Calculated percentages of cluster bomb duds vary between 5 and 40 per cent, which when multiplied by the massive total numbers of cluster bombs typically released to create the “saturation” effect, provides a terrifying amount of ordnance left behind.
Of the 1,818 American bomblets that the US acknowledges it sprayed over the Shomali Valley in Afghanistan in the fall of 2001, 17.4 percent failed to explode, leaving over 300 deadly weapons lying in wait in that valley alone, according to a 2003 study published in Military Medicine.
About a third of those were embedded under the soil, meaning they were impossible to see and could easily be set off by the foot of an innocent pedestrian. By 2003, at least three children had already been injured because they thought American bomblets found in the Shomali Valley were toys.
The danger they pose to civilians, and children in particular, are why cluster bombs are considered one of the darkest, most menacing tools of warfare.

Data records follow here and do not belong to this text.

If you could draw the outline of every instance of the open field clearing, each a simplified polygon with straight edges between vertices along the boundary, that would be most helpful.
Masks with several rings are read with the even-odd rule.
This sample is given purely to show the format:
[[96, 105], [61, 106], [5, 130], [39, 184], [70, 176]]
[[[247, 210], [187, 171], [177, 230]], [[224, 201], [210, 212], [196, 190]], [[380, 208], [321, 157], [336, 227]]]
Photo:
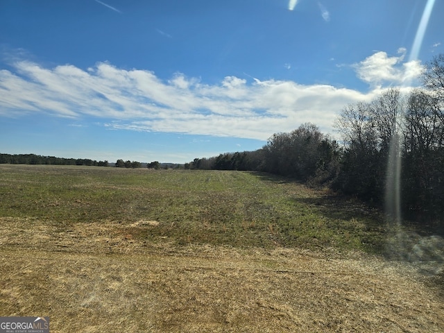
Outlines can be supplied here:
[[0, 316], [60, 332], [443, 332], [442, 242], [407, 262], [426, 248], [406, 234], [266, 175], [0, 165]]

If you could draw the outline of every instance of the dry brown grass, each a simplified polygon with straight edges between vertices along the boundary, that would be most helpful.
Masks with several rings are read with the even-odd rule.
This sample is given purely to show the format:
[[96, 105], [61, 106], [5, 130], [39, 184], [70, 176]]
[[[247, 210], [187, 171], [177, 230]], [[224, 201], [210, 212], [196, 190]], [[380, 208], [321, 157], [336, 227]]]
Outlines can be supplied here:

Use of cluster bombs is no less than an acknowledgement that the war is being waged upon civilians, deliberately and willfully. They are a weapon of terror. Some military scholars have argued that even napalm is a more humane alternative.
Pentagon documents released by WikiLeaks in October 2010 suggested that over 8,000 cases of unexploded American cluster munitions were known to occur in Iraq alone. In 2008, the United Nations put forth a treaty to eliminate cluster munitions, and 110 parties signed it, vowing to eliminate the weapons from their arsenal.
Neither Ukraine nor Russia signed, but many of the countries that have experienced the horrors of cluster munitions on their soil, including Iraq, Lebanon, Germany, the United Kingdom, and Malta, did commit to the agreement.
The United States notably did not sign, though it did institute a policy to reduce the rate of dud bomblets to less than 1 percent—a policy it reversed in 2017. The history of cluster munitions, and how they kill civilians, demands we question why any country would use them in their current, unreliable format. Not just Russia.